What can preserve my life! or what destroy! An angel's arm can't snatch me from the grave; Legions of angels can't confine me there.
PROCRASTINATION.
Be wise to-day; 'tis madness to defer: Next day the fatal precedent will plead ; Thus on, till wisdom is pushed out of life! Procrastination is the thief of time; Year after year it steals, till all are fled, And to the mercies of a moment leaves The vast concerns of an eternal scene. If not so frequent, would not this be strange? That 'tis so frequent, this is stranger still. Of man's miraculous mistakes this bears The palm, "That all men are about to live," For ever on the brink of being born: All pay themselves the compliment to think They one day shall not drivel, and their pride On this reversion takes up ready praise; At least their own; their future selves applaud How excellent that life they ne'er will lead ! Time lodged in their own hands is Folly's vails ; That lodged in Fate's, to wisdom they consign; The thing they can't but purpose, they postpone. "Tis not in folly not to scorn a fool; And scarce in human wisdom to do more.
All promise is poor dilatory man, And that through every stage. When young, indeed, In full content we sometimes nobly rest, Unanxious for ourselves, and only wish, As duteous sons, our fathers were more wise At thirty, man suspects himself a fool; Knows it at forty, and reforms his plan; At fifty chides his infamous delay, Pushes his prudent purpose to resolve; In all the magnanimity of thought Resolves, and re-resolves; then dies the same.

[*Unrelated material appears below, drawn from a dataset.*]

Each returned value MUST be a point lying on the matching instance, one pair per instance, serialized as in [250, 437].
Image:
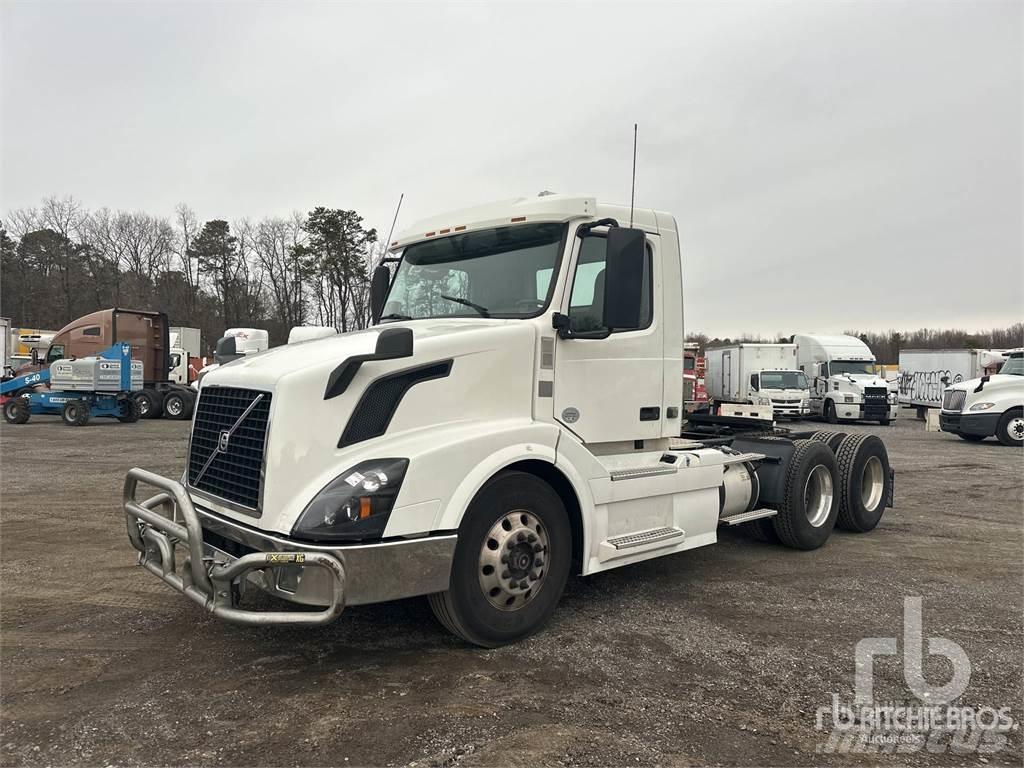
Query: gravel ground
[721, 655]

And why? because he thinks himself immortal. All men think all men mortal but themselves; Themselves, when some alarming shock of Fate Strikes through their wounded hearts the sudden dread: But their hearts wounded, like the wounded air, Soon close; where, past the haft, no trace is found. As from the wing no scar the sky retains, The parted wave no furrow from the keel, So dies in human hearts the thought of death Even with the tender tear which nature sheds O'er those we love, we drop it in their grave.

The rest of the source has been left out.